Sometimes I feel like I am building cathedral too, Andrew."Sometimes I feel like I’m building a cathedral. I didn’t carve the stone or lay the foundation or design the curves of the concrete arches sweeping octagonal to the domed roof, but if I run the gauntlet of stinging nettles down the path carved into the bush and through the trees – past the three-room schoolhouse, past the woven “honey box” whirring in the treetops with its cloud of African bees, over the miniscule canyons tunneled by endless caravans of marching ants – I can see the masonry of the prayer chapel and, between the eight arches, the windows and doors made by my hands. Criss-cross curves of stirrup strap steel set to trap the light between their lines. Balance of aesthetic and functionality, strength and beauty.The pieces I have contributed are only a fraction of the whole, and an imperfect one at that – I am no master builder – my tiny, flawed addition to the house of prayer in the woods.
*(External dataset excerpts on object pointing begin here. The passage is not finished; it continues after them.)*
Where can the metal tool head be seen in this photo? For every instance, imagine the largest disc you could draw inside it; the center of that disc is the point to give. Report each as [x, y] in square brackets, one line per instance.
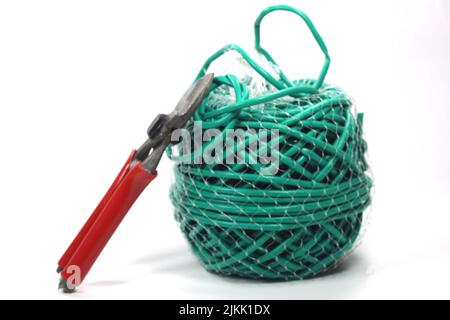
[159, 132]
[190, 101]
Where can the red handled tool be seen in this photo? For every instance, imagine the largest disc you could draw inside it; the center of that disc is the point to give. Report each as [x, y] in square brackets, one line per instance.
[139, 170]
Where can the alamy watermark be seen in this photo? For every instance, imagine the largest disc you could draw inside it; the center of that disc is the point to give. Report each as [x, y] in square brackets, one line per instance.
[258, 148]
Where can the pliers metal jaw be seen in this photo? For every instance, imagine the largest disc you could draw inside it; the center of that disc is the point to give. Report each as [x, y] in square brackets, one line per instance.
[138, 171]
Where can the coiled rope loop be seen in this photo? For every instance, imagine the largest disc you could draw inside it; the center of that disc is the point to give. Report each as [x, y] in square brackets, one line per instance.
[299, 221]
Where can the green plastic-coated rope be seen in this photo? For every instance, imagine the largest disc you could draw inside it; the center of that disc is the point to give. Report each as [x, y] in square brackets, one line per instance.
[292, 224]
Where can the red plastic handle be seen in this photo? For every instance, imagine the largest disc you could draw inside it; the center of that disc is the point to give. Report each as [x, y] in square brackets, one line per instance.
[99, 228]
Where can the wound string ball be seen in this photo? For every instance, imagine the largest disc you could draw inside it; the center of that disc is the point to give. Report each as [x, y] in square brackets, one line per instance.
[289, 219]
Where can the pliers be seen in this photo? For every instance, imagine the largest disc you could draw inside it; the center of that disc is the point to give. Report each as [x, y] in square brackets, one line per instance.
[139, 170]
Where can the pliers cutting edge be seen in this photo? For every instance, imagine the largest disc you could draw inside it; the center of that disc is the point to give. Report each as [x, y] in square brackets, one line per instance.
[139, 170]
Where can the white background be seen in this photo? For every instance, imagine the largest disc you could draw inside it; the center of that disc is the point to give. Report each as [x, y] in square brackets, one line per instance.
[80, 81]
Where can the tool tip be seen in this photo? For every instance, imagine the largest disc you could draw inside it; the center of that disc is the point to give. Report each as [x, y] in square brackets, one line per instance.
[65, 287]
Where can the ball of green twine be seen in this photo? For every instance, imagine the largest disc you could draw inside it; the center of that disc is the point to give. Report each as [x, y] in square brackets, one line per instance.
[297, 222]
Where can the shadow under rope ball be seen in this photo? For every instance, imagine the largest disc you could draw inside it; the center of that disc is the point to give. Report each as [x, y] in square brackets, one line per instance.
[301, 220]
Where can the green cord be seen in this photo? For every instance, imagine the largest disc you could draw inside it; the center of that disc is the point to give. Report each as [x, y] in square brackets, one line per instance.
[303, 219]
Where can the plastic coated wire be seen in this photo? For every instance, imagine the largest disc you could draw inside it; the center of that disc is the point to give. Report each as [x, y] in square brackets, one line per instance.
[299, 221]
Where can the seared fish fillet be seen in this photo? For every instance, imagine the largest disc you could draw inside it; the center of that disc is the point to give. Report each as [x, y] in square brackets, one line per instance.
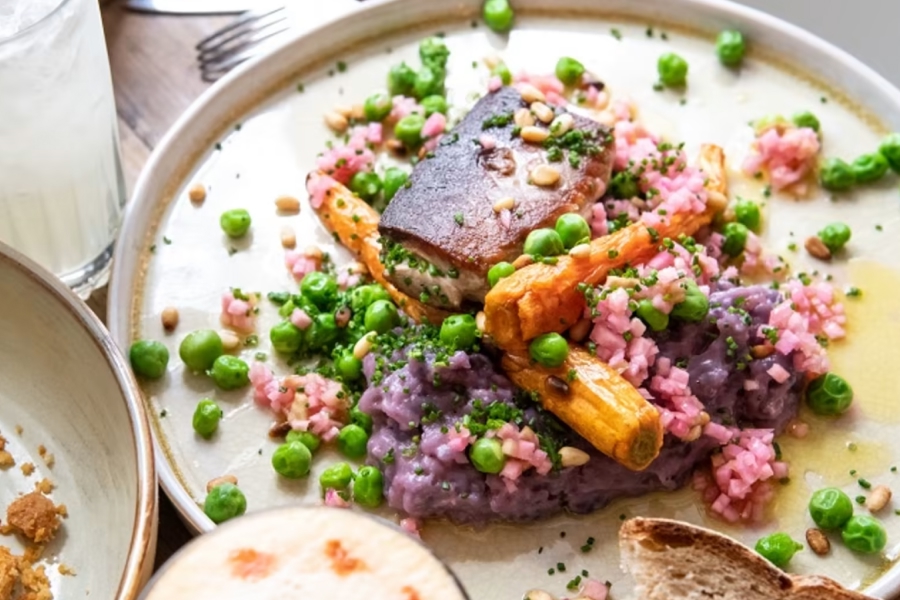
[442, 233]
But, more than with most other work, save perhaps when I write, this crafting of windows and doors and candleholders feels like a praise, feels like a prayer offered with every fire-fixed weld, every bend of steel...I inhale the atomized string and candlewax and the supplications soaked in the sweat-stained stonedust and watch my prayers rise up to God with the smoke." *
If I run a gauntlet of stinging nettles down the path that I have carved, you find tragic stories and heartbreak, you find 60 kids at a public park singing Justin Beiber songs and throwing water balloons at each other, you find awkward moments in a highschool hallway, you find yourself all the way in GA next to a policeman after being chased by a woman in Uhaul truck, you find fears of fathers and mothers, fears of peers, fears of a future that seems nonexistent, you find ignored phonecalls, you find highschool girls who are searching for Jesus. You find pure brokenness. Then you find that this path goes up and down, sideways and twisted, backwards and forwards, over canyons and tunnels that were so carefully and intricately placed in those positions to make the beautiful steeple that is reaching the hands of Christ. The pieces I have contributed are next to none, but I am the one he has given a small tool to carve and perfect the design that he has so wonderfully made. My flaws are not flaws at all. And the pieces that were once broken are slowly mended together in a design that I can't yet see, as I look up to its infinite rise into the heavens to reach His hands. And the sweat that drips from my brow, stains the wood to make the beautiful and smooth cathedral that praises and glorifies my Savior. I am a Young Life leader at Opelika highschool and Jesus is building a cathedral there.
I'm watching my prayers rise up in the smoke and watching him answer them, as he grabs each request with his fingertips.